When a Google recruiter emailed an Apple employee in 2007 about a possible opening, the late Apple CEO Steve Jobs discovered the email and quickly forwarded it to his counterpart at Google, CEO Eric Schmidt. “I would be very pleased if your recruiting department would stop doing this,” Jobs wrote.

In another email exchange that year, Schmidt told Intel CEO Paul Otellini, “If we find a recruiter called into Intel, we will terminate the recruiter. We take these relationships [between companies]exceptionally seriously.”  

Prior to Pixar’s merger with The Walt Disney Co., Pixar President Ed Catmull wrote to Disney: “We have avoided wars up here in Norther[n] California because all of the companies up here—Pixar, ILM [Lucasfilm], Dreamworks, and a couple smaller places—have conscientiously avoided raiding each other.”

This prohibition against recruiting practices by rival companies was apparently widespread in the Silicon Valley for years, stretching back to at least 2005. The problem with such policies was that the Department of Justice (DOJ) would later deem them unlawful restraints of trade.    

It is surprising that so many otherwise astute CEOs would write and retain “smoking gun” emails. It is possible that they did not believe that what they were doing was illegal and did not seek the advice of counsel. In fact, one company even included the anti-solicitation agreement in its HR policy manual.

But the DOJ has now put companies on notice that such agreements can result in antitrust prosecutions. In November 2012, the government brought a case against eBay based on the same kind of anti-poaching allegations. That case is pending in the U.S. District Court for the Northern District of California. 

“The Department of Justice takes a strong interest in agreements that it deems to have the potential to significantly harm or stifle competition between companies in highly competitive markets,” says Cozen O’Connor Member Michael Schmidt.

Illegal Cartels

In 2009, the Antitrust Division of the DOJ began an investigation into the employment and recruitment practices of Apple, Google, Adobe, Intel, Intuit, Lucasfilm and Pixar.  

One year later, the DOJ concluded that the defendants had entered into illegal cartels that were restraints of trade aimed at holding down wages and preventing the loss of their best engineers. 

In the stipulated final judgments, defendants did not admit any wrongdoing but agreed to be “enjoined from attempting to enter into, maintaining or enforcing any agreement with any other person or in any way refrain[ing] [from] soliciting, cold calling, recruiting, or otherwise competing for employees.” Under the Clayton Antitrust Act, the final judgments had no prima facie effect in any subsequent private lawsuit bound to come.  

 In fact, in 2011, engineers at the investigated companies filed a class action in the U.S. District Court for the Northern District of California, claiming an aggrieved class consisting of as many as 100,000 employees. 

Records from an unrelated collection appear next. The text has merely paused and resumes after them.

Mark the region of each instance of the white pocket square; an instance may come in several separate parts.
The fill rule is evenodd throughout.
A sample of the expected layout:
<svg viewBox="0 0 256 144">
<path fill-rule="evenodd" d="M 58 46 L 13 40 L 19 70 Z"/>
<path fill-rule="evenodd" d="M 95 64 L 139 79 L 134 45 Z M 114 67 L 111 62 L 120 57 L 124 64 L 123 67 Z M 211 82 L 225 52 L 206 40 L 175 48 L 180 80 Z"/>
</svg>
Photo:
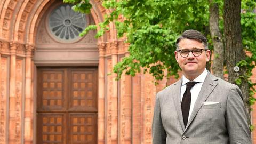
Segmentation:
<svg viewBox="0 0 256 144">
<path fill-rule="evenodd" d="M 205 101 L 204 102 L 204 105 L 214 105 L 214 104 L 218 104 L 219 102 L 218 101 Z"/>
</svg>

 They alleged that the defendants conspired and formed agreements to refrain from recruiting one another’s employees; provide notification when making an offer to another’s employee without the knowledge or consent of that employee; and cap pay packages offered to prospective employees. Plaintiffs also alleged that qualified workers who applied for vacant positions at rival companies without being recruited were not hired.

The plaintiffs claimed they would have gotten raises either from their current employers or at other jobs if the anti-poaching restrictions had not been in place. 

Defendants’ employees generally were kept in the dark concerning the provisions of the nonsolicitation agreements. However, in at least one instance, the nonsolicitation arrangement was memorialized in writing. According to the DOJ, Google listed Intel in its hiring policies and protocol manual among the companies that were part of a “Do Not Cold Call” list. 

High Hurdle

On April 5, U.S. District Judge Lucy Koh denied plaintiffs’ motion to certify the lawsuits as a class action. The circumstances for each employee in the purported nationwide class differed too widely, Koh said.  

But Koh referred in her decision to evidence supporting the possible widespread effects of the companies’ nonsolicitation policies. “The sustained personal efforts by the corporations’ own chief executives … to monitor and enforce these agreements indicate that the agreements may have had broad effects,” Koh wrote.

Koh allowed the plaintiffs to provide more evidence that the proposed class was not overly broad and did not also include employees who sustained no loss or detriment to their careers.  

Attorneys at Lieff Cabraser, lead co-counsel for the plaintiffs, did not respond to requests for comment. 

“Plaintiffs need to be able to marshal testimonial and/or documentary evidence that would show an overall correlation of wage movement for all or nearly all members within the class. This appears to be a pretty high hurdle for the plaintiffs to accomplish,” says Miller Canfield Principal Jay Yelton.